Make Federal Health Data Sources More Broadly Available, Healthcare Leadership Council Advises Senators Wyden, Grassley
In Response to Senators’ Request for Counsel on Data Transparency, HLC Sees Future in which Private, Public Sectors Share Digital Information
WASHINGTON – In response to a request from Senate Finance Committee Chairman Ron Wyden (D-OR) and Senator Chuck Grassley (R-IA), a committee member, for ideas on how to improve healthcare transparency, the Healthcare Leadership Council (HLC) has said improving the quality and accessibility of health data is essential to improve healthcare delivery while reducing health costs.
In a letter to the two senators, HLC president Mary R. Grealy wrote, “We see an opportunity to collectively work toward a future of better health and healthcare by improving accessibility and quality of health data to accelerate progress in medicines, improve the quality of care delivery, reduce costs and create other benefits that we cannot yet imagine.”Making that future a reality, according to Ms. Grealy, means making federal health data more accessible. She cited several examples, including:
- Expanding appropriate access to fee-for-service Medicare, Medicaid, Veterans Administration and Department of Defense claims data to all organizations in order to improve care coordination.
- Basing any data access restrictions on the intended use of the information, not the type of user.
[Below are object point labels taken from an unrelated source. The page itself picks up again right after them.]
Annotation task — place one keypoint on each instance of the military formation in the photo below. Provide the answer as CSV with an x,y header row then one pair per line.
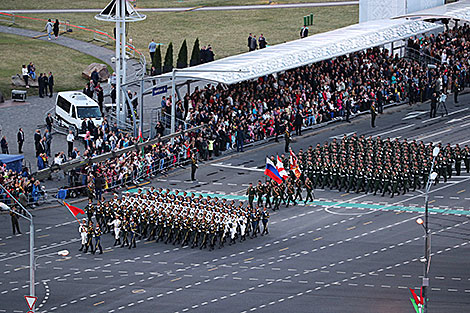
x,y
170,217
360,164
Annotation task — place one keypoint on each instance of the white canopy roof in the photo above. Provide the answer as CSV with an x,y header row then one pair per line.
x,y
458,10
305,51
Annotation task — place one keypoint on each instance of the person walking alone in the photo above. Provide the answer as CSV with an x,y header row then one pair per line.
x,y
373,114
4,145
14,221
56,28
20,140
49,27
50,83
70,140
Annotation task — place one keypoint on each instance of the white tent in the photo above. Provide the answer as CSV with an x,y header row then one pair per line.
x,y
305,51
458,10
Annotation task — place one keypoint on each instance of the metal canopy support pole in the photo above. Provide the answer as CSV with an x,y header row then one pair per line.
x,y
123,40
118,63
173,102
31,262
141,100
123,56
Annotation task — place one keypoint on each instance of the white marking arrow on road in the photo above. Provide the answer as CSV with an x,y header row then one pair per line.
x,y
414,115
457,119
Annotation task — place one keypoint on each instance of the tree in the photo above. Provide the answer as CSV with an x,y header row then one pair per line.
x,y
182,61
196,55
157,61
168,64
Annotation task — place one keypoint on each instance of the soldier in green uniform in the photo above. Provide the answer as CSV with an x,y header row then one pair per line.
x,y
298,189
309,189
90,210
250,192
290,193
89,239
260,192
276,197
98,234
264,220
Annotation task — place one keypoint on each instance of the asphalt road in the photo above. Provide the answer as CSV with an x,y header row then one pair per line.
x,y
343,253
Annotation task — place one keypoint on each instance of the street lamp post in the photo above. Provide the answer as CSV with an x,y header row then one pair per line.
x,y
31,240
427,243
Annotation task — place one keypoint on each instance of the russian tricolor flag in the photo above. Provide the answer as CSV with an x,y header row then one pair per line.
x,y
272,172
280,168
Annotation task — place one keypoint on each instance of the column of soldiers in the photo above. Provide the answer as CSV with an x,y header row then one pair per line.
x,y
360,164
171,217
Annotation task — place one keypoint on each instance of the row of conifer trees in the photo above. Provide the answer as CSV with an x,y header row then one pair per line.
x,y
182,60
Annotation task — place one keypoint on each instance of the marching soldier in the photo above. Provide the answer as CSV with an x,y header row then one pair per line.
x,y
276,197
116,223
264,220
290,193
98,239
309,189
250,192
90,233
82,229
194,166
298,189
90,209
260,192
- Making clinical data from electronic health records available to qualified scientific and medical researchers with appropriate usage restrictions when using patient-level data.
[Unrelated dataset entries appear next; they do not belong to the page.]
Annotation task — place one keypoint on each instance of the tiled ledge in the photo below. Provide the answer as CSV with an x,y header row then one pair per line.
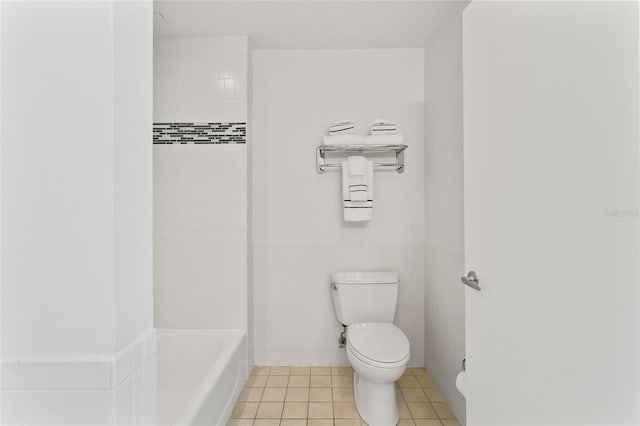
x,y
78,373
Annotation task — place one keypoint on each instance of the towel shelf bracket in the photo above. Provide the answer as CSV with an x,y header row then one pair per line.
x,y
398,150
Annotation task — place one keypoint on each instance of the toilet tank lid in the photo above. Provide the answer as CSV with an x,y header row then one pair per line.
x,y
364,277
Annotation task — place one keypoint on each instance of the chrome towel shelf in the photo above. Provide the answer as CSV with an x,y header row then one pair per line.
x,y
398,150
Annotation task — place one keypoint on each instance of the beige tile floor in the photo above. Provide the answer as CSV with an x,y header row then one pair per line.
x,y
323,396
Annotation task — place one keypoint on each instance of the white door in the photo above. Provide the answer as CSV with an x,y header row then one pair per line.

In her letter, Ms. Grealy also called for a national patient privacy framework to replace the “fragmentation of privacy and security standards across state lines.” She said, in today’s world, laws should facilitate the transmission of data across state lines, not obstruct it.
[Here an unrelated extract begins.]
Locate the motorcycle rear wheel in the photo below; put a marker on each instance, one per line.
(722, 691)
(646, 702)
She also told the Senators that federal policymakers need to be aware that the Health Insurance Portability and Accountability Act (HIPAA) may need to be adjusted to fit “an era in which researchers can harness vast amounts of data to learn from new and different resources (with the patient’s consent) at a rapid pace unlike we have ever seen.” She said that the authorization components of HIPAA may need to be revised as necessary to “ensure that data can be used effectively in a research setting.”
Ms. Grealy said HLC looked forward to working with the senators to identify barriers standing in the way of using health data to improve healthcare quality and value.